What happened next sparked a movement.

“She used to tell me the story all the time, she would say, ‘baby, I was just tired one day coming from work, all the seats in the back were filled, and I just decided to sit down in the front,’” Byron Sharper, a family member said.

Her refusal to give up her seat played an instrumental role in launching the 1953 Baton Rouge Bus Boycott.

The boycott only lasted for about a week, but the word of White’s bold action started to spread and caught the attention of Dr. King.

“Most people disagreed with how quick it ended. Most people kept walking. Most people protested Rev. Jemison, as well as the NAACP because they wanted the boycott to last longer. So here locally, there was always mixed feelings about the Baton Rouge Bus Boycott, but the model in itself was absolute perfection,” Collins said.

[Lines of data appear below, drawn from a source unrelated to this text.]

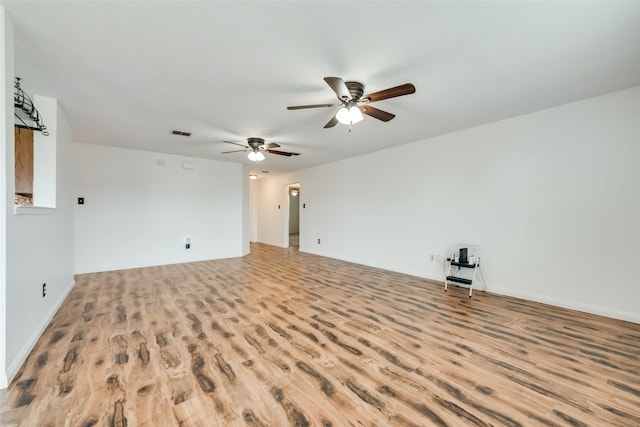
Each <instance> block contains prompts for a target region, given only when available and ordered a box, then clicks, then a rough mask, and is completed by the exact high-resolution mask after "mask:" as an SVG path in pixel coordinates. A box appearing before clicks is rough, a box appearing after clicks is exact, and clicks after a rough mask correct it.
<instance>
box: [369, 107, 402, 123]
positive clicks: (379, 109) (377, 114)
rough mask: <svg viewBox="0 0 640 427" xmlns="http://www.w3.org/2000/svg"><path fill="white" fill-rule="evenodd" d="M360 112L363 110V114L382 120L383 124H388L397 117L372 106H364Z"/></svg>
mask: <svg viewBox="0 0 640 427" xmlns="http://www.w3.org/2000/svg"><path fill="white" fill-rule="evenodd" d="M360 110H362V113H363V114H366V115H367V116H371V117H375V118H376V119H378V120H382V121H383V122H388V121H389V120H391V119H393V118H394V117H395V116H396V115H395V114H391V113H387V112H386V111H383V110H380V109H378V108H373V107H372V106H370V105H364V106H362V107H360Z"/></svg>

Dr. King met with the leaders from Baton Rouge and used their blueprint to start the Montgomery Bus Boycott.

White’s family feels what she did for the movement is often forgotten and lost in history.

”I think we need to find a way to write her name in the history books and give her credit because it’s due,” Sharper said.

“If she was a man, I feel like she would have already had a statue built downtown,” Collins said.

The family says they would like to see city leaders rename the CATS bus stop on Florida Blvd. in her honor. They would also like to move the bus from the Baton Rouge African American Museum to that same bus stop.